SINGAPORE, Sept 16 (Reuters) –
- Singapore rubber futures rose on Monday supported by stronger global demand outlook and firmer oil prices, although softer economic data from top consumer China put a ceiling on prices.
- The front-month October rubber contract on Singapore Exchange’s SICOM platform STFc1 last traded at 188.6 U.S. cents per kg, up 1.8%.
- The Osaka Futures Exchange is closed for Respect for the Aged Day in Japan. The market will resume trading on Sept. 17.
- The Shanghai Futures Exchange is closed on Sept. 16 and 17 for the Middle Autumn Festival in China.
- Expectation of lower global interest rates, combined with calls for additional Chinese economic stimulus, has spurred buying interest in both natural and synthetic rubber markets, Japan Exchange Group said in a report on Monday.
- Market sentiment remained bullish as prices approached the June high of 187 U.S. cents, said Japan Exchange Group.

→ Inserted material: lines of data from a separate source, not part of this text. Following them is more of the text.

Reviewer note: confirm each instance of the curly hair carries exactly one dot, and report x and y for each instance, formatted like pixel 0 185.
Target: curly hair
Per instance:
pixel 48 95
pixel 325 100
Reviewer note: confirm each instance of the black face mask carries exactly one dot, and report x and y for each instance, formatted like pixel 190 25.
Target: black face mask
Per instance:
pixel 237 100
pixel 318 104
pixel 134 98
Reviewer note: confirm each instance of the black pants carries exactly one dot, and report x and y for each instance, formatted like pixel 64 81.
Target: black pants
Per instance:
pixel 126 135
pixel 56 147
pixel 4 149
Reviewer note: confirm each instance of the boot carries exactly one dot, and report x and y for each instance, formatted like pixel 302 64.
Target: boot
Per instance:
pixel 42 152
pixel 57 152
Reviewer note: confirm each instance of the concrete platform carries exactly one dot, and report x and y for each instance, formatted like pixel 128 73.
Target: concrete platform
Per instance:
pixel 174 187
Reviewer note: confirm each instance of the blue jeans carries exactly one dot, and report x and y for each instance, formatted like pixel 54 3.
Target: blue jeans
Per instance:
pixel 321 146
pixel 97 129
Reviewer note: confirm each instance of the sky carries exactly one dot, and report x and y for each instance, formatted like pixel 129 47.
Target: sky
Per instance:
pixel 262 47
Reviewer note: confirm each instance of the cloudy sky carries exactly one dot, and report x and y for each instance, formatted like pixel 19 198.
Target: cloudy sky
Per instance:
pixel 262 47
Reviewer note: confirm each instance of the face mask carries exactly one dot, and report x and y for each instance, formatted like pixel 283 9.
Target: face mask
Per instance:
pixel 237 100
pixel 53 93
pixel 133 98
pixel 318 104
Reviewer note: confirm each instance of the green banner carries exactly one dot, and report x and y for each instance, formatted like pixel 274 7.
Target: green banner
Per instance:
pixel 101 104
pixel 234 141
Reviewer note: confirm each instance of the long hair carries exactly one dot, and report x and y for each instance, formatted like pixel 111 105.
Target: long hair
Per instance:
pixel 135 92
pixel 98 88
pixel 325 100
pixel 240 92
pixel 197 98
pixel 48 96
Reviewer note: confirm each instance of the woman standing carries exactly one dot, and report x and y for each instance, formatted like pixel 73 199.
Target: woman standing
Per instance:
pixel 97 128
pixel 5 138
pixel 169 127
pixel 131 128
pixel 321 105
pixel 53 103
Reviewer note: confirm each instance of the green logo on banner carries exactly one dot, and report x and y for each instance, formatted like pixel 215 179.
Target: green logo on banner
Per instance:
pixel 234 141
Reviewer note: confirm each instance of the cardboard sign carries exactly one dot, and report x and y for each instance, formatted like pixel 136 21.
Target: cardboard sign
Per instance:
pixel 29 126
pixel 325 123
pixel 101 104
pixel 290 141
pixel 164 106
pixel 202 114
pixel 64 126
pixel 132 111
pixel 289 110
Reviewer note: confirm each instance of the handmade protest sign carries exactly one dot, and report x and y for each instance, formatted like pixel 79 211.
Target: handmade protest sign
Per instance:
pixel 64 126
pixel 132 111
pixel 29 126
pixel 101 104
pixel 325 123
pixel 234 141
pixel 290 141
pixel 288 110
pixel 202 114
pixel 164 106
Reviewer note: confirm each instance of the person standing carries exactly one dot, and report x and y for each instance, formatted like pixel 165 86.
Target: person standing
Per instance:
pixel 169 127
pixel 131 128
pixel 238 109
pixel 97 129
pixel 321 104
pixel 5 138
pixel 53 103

- Oil prices rose in Asian trade on Monday amid expectations of a U.S. interest rate cut this week, though gains were capped by persistent demand worries and weaker China data. O/R
- Natural rubber often takes direction from oil prices as it competes for market share with synthetic rubber, which is made from crude oil.
- Goldman Sachs and Citigroup have lowered their full-year projections for China’s economic growth to 4.7%, after the world’s second-largest economy’s industrial output slowed to a five-month low in August.
- China’s retail sales and new home prices weakened further, bolstering the case for aggressive stimulus to shore up the economy and help it hit its annual growth target.
- The sluggish data released on Saturday echoed soft bank lending figures on Friday, underscoring the country’s weak growth momentum in the third quarter.